There are Tradeoffs, However
While the benefits of central clearing are clear, the economist Thomas Sowell reminds us “there are no solutions; there are only trade-offs.” Central clearers, by their very nature, can also impose costs on the markets they safeguard.
This results from the fact that in several markets they are natural monopolies with concentrated market power. For example, it is in practice, nearly impossible to launch competitors to the NSCC (a subsidiary of the DTCC) in the U.S. equity market (the idea of trying is laughable). Any innovation within the U.S. equity market must effectively work through the DTCC.
That is significant power, and while each market is unique (FICC, another subsidiary of the DTCC, clears government securities, while CLS clears foreign exchange), the issue often boils down to the extent of the monopoly-like power held by the clearer in each respective market. Even in relatively “competitive” clearing markets, establishing and maintaining a central clearer is often prohibitively expensive. Consequently, competition among clearers is typically minimal due to the high costs and substantial barriers-to-entry.
This monopoly-like power affects clearers’ willingness to either innovate or support innovation.
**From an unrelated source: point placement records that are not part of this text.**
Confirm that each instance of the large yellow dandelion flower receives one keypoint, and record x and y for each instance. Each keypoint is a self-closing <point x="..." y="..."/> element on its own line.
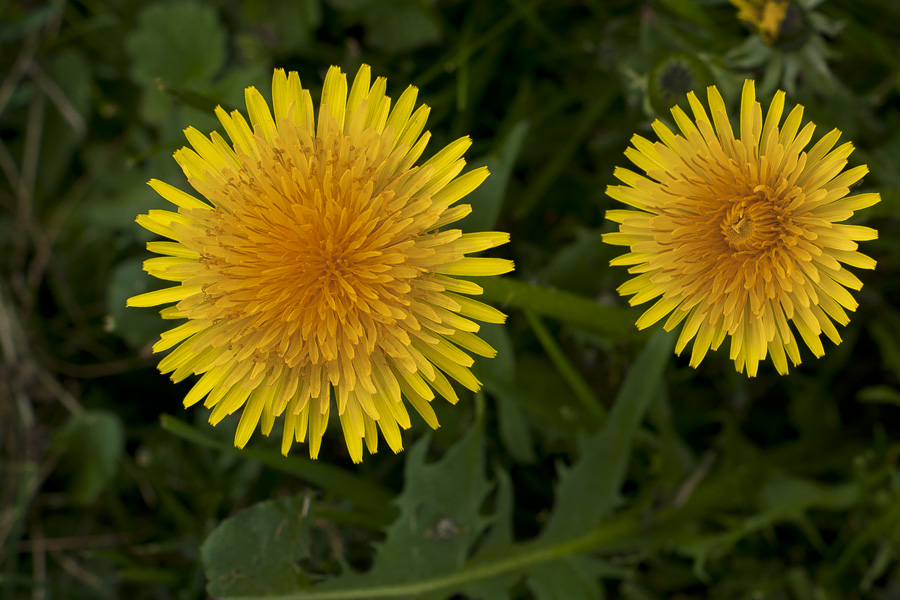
<point x="318" y="259"/>
<point x="740" y="236"/>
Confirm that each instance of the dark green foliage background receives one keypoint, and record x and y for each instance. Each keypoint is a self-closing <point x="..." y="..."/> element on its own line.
<point x="693" y="484"/>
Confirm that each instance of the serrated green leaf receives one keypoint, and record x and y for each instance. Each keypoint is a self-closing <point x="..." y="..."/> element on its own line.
<point x="589" y="491"/>
<point x="90" y="445"/>
<point x="257" y="550"/>
<point x="574" y="577"/>
<point x="440" y="518"/>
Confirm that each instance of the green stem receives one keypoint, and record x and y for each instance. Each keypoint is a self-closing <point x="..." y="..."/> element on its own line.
<point x="614" y="533"/>
<point x="576" y="382"/>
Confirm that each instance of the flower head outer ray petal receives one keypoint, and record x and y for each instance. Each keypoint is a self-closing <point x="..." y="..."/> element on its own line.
<point x="741" y="237"/>
<point x="311" y="270"/>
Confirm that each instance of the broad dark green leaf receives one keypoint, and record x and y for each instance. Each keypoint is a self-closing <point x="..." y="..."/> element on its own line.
<point x="258" y="550"/>
<point x="90" y="445"/>
<point x="181" y="43"/>
<point x="589" y="491"/>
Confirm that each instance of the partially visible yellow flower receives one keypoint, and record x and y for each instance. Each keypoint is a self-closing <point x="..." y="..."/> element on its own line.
<point x="741" y="236"/>
<point x="765" y="15"/>
<point x="319" y="259"/>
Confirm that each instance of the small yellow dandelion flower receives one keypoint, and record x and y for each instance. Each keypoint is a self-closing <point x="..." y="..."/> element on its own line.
<point x="740" y="236"/>
<point x="318" y="260"/>
<point x="765" y="15"/>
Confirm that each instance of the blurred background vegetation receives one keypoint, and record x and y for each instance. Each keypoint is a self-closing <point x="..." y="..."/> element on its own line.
<point x="773" y="487"/>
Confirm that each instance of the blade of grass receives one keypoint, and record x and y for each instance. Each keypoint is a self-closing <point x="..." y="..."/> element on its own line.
<point x="565" y="367"/>
<point x="367" y="495"/>
<point x="613" y="322"/>
<point x="594" y="108"/>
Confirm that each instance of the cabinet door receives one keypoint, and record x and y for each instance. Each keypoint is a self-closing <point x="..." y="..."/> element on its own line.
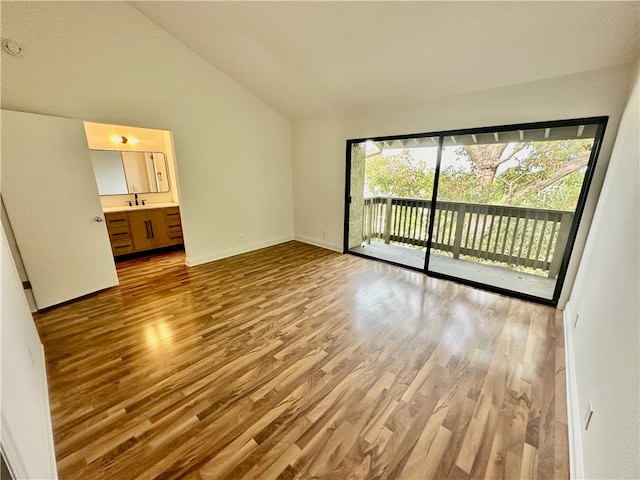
<point x="140" y="230"/>
<point x="52" y="201"/>
<point x="158" y="227"/>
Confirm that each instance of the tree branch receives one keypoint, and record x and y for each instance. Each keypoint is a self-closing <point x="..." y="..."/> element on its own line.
<point x="573" y="165"/>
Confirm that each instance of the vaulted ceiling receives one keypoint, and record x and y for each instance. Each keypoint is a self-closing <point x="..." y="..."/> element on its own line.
<point x="309" y="58"/>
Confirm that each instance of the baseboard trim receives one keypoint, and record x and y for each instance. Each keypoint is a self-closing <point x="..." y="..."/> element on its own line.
<point x="212" y="257"/>
<point x="574" y="424"/>
<point x="318" y="243"/>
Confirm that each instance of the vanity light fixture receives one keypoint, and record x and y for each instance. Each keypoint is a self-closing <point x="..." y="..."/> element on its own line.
<point x="122" y="139"/>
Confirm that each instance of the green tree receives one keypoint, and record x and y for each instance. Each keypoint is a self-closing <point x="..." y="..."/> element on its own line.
<point x="545" y="174"/>
<point x="400" y="175"/>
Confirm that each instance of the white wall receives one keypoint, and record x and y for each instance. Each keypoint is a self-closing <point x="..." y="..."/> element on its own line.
<point x="106" y="62"/>
<point x="606" y="343"/>
<point x="319" y="144"/>
<point x="27" y="438"/>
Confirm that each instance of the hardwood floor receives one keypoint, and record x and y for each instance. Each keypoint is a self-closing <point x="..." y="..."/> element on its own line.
<point x="298" y="362"/>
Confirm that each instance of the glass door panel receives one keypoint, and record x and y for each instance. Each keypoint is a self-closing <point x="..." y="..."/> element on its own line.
<point x="506" y="204"/>
<point x="391" y="189"/>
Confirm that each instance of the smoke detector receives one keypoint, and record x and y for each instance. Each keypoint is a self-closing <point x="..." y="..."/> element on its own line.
<point x="12" y="47"/>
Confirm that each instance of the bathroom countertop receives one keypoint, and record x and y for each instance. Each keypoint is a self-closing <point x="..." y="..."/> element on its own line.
<point x="127" y="208"/>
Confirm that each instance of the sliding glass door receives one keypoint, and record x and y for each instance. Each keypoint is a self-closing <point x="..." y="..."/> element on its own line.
<point x="390" y="194"/>
<point x="494" y="207"/>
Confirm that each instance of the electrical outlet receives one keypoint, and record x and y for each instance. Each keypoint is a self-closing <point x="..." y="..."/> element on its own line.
<point x="587" y="417"/>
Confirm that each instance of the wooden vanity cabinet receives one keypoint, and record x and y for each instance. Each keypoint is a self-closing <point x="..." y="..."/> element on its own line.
<point x="140" y="230"/>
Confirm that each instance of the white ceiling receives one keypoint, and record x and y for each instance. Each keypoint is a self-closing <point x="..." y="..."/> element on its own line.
<point x="309" y="58"/>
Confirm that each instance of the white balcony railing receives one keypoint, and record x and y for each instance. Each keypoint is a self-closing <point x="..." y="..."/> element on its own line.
<point x="526" y="237"/>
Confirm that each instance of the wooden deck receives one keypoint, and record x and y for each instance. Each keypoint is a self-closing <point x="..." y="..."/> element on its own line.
<point x="534" y="285"/>
<point x="298" y="362"/>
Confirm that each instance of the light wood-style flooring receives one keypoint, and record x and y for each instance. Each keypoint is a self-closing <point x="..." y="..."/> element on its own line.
<point x="298" y="362"/>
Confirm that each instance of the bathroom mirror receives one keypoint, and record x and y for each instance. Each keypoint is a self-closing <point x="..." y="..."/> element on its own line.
<point x="121" y="173"/>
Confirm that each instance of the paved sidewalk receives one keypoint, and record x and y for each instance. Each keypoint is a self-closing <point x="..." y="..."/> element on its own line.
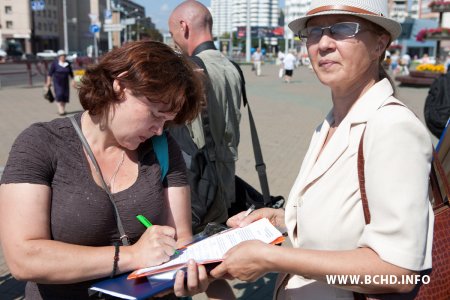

In general, clearers have little incentive to adapt for new products or streamline integrations for new entrants. You must integrate or build to them; they will not come to you, and they can be risk-averse given their systemically important positions. They generally have significant power over the future direction of the markets they serve, as they can decide who to partner with and allow into the market on the new product side.
If these core market infrastructures do not choose to innovate, they can impact end-users by negatively affecting the dynamism of the market.
Houston, We Have a Problem
We have a central clearing innovation problem across several markets, whether the market wakes up to it now or in five years. There is no putting the crypto genie back in the bottle. The most fertile period of technical financial product innovation in history has occurred in the crypto space over the last five years, as teams of 3-4 people can launch new products into a global, ultra-competitive marketplace. The freedom from the myriad traditional market constraints and barriers-to-entry (which include the need to integrate into a central clearer) has allowed for unprecedented new product experimentation. Before we can even finish an argument about how “crypto has no inherent value”, a new product iteration cycle across twenty new crypto derivatives have occurred.
Conclusion
The market should serve end users with the best product. Stability and security through central clearing is an important part of that end product. But those are not the only parts. If new products eventually become materially better in other ways (despite lacking stability and security), the market (the sum of end users, with their preferences) will eventually become willing to forgo stability and security to use the new products. If that occurs, the market will develop greater systemic risk as market participants skirt domestic U.S. markets (which generally have the benefits of central clearing) for other markets with less stability and security to access the new products. This is already happening on a small scale. We need to create the conditions for both financial stability and dynamism to protect the U.S. market, or we will have neither.